Ya estamos en la recta final de las fiestas navideñas, que este año, más que nunca, están siendo una orgía consumista. Sé bien que vivimos en una sociedad maniaca de las compras y yo misma soy una gastona imperdonable; pero es tal el frenesí adquiridor de estas últimas fechas que la cosa empieza a resultar espeluznante. Esas manadas de parroquianos con paquetes que abarrotan los centros comerciales conforman el mayor rito colectivo de nuestra cultura, y, por consiguiente, nos definen. Somos porque compramos, o somos lo que compramos; y esas adquisiciones son el símbolo de nuestro poder y nuestro dinero.No cabe duda, en fin, de que somos un país rico. Y la riqueza es desdeñosa y excluyente: necesita de pobres ante los que manifestarse en todo su esplendor. Como somos un país rico muy completito, también tenemos pobres, por supuesto: según los últimos recuentos, seis millones de personas ganan menos de 37.000 pesetas al mes. Los ricos pueden lucirse, por tanto, y de hecho se lucen. Porque se diría que está en alza un talante ostentoso, un petardeo clasista y primitivo.

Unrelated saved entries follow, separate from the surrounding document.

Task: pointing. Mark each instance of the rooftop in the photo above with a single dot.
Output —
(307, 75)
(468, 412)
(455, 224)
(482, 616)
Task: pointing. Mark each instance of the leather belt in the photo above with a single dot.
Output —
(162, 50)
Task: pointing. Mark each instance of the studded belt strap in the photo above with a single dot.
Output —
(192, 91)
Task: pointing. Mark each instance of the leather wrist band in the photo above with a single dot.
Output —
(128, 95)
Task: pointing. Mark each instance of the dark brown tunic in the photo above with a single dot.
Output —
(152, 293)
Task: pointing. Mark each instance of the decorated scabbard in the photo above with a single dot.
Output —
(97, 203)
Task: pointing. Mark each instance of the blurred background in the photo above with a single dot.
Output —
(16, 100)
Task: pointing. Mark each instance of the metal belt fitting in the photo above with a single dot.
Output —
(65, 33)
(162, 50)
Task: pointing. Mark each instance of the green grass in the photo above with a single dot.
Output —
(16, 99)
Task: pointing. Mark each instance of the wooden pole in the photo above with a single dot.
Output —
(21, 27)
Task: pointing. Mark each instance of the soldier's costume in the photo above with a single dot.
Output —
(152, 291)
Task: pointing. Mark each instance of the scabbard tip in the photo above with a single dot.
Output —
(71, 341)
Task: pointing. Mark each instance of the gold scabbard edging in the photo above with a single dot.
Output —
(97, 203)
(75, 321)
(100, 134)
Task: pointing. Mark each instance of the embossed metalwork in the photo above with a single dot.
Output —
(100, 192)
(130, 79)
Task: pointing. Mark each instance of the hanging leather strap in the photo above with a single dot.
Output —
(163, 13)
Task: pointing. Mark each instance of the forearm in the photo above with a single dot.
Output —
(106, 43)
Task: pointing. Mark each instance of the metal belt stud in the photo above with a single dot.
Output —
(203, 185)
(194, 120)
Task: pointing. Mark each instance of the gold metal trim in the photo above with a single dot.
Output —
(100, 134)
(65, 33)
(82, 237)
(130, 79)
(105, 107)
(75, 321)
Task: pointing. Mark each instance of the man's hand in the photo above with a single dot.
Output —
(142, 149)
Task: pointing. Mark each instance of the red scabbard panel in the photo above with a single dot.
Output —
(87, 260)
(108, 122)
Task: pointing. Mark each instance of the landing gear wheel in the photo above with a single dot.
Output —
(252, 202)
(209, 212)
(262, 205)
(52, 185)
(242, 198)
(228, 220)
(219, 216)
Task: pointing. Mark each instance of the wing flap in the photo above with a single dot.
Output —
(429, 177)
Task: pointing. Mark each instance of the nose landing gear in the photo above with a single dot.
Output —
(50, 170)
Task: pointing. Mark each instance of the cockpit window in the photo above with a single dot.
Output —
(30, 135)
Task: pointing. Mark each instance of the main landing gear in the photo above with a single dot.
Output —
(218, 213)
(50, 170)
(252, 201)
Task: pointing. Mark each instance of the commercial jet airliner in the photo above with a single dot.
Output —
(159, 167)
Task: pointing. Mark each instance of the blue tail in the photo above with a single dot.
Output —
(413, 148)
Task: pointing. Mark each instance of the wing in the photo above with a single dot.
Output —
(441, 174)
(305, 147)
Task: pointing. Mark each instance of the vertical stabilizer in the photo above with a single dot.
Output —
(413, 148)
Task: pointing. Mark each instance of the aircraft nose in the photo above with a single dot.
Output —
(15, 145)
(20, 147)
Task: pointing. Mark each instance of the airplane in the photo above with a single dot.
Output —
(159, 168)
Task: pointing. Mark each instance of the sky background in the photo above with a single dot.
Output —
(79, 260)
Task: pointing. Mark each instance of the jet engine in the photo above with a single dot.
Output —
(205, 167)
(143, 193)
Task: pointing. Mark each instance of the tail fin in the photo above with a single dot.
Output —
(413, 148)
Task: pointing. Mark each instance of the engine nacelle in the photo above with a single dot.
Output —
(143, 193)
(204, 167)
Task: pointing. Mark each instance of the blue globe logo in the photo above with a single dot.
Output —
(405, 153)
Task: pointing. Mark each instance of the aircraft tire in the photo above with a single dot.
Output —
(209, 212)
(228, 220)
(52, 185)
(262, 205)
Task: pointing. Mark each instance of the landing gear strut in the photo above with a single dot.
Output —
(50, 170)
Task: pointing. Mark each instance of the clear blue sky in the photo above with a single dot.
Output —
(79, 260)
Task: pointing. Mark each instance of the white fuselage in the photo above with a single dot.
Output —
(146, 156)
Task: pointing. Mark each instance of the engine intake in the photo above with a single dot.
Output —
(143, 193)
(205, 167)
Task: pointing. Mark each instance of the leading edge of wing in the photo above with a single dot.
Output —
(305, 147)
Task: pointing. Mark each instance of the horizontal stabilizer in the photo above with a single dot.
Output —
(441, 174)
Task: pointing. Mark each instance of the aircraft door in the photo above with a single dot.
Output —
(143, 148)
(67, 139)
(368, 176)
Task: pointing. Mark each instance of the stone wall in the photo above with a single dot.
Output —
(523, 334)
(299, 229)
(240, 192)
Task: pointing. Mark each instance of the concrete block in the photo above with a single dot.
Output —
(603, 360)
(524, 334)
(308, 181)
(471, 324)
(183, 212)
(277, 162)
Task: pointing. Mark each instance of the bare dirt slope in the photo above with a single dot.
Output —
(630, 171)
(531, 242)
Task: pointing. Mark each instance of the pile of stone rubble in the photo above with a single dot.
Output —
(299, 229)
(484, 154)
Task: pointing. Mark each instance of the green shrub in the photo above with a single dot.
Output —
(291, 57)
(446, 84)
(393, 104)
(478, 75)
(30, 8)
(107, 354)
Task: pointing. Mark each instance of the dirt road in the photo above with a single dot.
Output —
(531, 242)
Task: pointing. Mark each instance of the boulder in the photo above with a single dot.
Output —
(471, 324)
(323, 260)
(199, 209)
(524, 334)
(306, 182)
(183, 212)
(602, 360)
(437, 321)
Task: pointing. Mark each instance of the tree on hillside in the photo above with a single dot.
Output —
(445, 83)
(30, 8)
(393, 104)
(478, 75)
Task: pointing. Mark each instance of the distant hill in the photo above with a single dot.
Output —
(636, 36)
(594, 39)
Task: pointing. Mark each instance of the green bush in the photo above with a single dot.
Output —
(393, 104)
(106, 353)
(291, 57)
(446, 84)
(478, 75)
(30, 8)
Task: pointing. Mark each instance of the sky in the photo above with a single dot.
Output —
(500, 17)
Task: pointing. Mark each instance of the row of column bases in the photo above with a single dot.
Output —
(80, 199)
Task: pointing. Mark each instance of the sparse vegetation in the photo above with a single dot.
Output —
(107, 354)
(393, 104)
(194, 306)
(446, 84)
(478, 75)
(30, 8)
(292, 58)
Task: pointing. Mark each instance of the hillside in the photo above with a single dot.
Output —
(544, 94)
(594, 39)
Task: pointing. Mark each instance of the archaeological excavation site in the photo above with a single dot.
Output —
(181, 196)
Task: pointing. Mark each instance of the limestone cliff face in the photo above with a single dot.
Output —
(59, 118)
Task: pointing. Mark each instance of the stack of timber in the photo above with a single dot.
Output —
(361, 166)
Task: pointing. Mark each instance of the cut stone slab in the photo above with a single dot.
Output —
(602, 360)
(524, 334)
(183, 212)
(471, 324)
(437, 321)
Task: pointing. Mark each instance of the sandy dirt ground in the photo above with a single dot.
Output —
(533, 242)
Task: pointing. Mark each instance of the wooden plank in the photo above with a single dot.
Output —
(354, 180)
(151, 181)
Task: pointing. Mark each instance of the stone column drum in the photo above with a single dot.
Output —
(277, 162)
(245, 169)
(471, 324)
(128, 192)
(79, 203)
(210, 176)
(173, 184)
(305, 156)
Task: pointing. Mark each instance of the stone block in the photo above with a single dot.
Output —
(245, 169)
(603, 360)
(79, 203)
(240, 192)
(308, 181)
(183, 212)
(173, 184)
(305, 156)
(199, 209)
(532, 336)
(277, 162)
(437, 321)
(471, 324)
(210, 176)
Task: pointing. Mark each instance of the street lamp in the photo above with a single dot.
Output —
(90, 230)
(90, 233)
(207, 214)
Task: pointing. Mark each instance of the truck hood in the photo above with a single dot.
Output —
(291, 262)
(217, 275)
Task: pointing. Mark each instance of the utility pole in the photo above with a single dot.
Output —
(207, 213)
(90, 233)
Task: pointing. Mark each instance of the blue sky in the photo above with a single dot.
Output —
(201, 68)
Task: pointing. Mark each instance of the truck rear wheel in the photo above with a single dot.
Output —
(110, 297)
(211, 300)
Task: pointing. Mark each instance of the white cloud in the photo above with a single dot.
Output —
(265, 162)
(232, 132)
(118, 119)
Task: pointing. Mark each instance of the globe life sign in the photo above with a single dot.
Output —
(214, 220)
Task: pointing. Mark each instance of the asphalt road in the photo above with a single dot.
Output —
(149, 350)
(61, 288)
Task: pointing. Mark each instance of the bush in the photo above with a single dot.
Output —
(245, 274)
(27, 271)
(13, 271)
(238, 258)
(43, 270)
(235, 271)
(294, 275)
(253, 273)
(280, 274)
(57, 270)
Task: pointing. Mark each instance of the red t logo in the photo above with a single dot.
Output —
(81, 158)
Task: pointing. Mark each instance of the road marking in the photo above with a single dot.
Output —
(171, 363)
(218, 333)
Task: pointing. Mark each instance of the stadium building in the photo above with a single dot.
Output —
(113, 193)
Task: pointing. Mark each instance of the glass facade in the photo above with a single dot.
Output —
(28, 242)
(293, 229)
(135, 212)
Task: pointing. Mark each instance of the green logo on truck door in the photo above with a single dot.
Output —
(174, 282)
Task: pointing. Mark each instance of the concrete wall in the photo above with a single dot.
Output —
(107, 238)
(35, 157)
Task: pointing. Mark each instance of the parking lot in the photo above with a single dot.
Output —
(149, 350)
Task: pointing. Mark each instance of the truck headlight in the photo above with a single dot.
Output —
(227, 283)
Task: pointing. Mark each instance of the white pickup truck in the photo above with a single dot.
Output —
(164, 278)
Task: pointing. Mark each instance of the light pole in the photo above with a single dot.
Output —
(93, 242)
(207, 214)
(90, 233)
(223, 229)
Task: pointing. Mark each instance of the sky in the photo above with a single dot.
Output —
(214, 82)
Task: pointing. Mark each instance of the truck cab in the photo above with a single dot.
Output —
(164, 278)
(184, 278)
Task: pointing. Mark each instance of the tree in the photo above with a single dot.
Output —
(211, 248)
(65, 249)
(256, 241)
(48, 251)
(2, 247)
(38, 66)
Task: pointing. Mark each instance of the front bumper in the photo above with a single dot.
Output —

Por ejemplo, hace unos días me sucedió algo insólito. Fue en el centro comercial de La Moraleja, una zona cara y pija de Madrid. Una amiga y yo estábamos buscando una sortija, un regalo muy especial para el 80º aniversario de su madre. Entramos en la joyería Fernando Ramos; el vendedor nos sacó del local inmediatamente, con regulares modos, argumentando que todas las sortijas estaban en el escaparate y eran "muy caras, de 100.000 pesetas para arriba"; dicho lo cual, nos cerró la puerta en las narices. Volvimos a intentarlo: el tipo declaró groseramente que tardaría por lo menos una hora en atendernos. Le recriminamos su actitud y él barbotó, frenético, que no pensaba enseñarnos 50 sortijas para que luego no compráramos nada. Se ve que no teníamos el aspecto de su clientela finísima: no nos consideró a su altura, lo cual es un alivio. Hacía mucho que no encontraba un espécimen tan desorbitante e irredento del clasismo más zafio; pero me temo que este reaccionarismo torpe y elemental forma parte del nuevo espíritu navideño. Es el signo de los tiempos.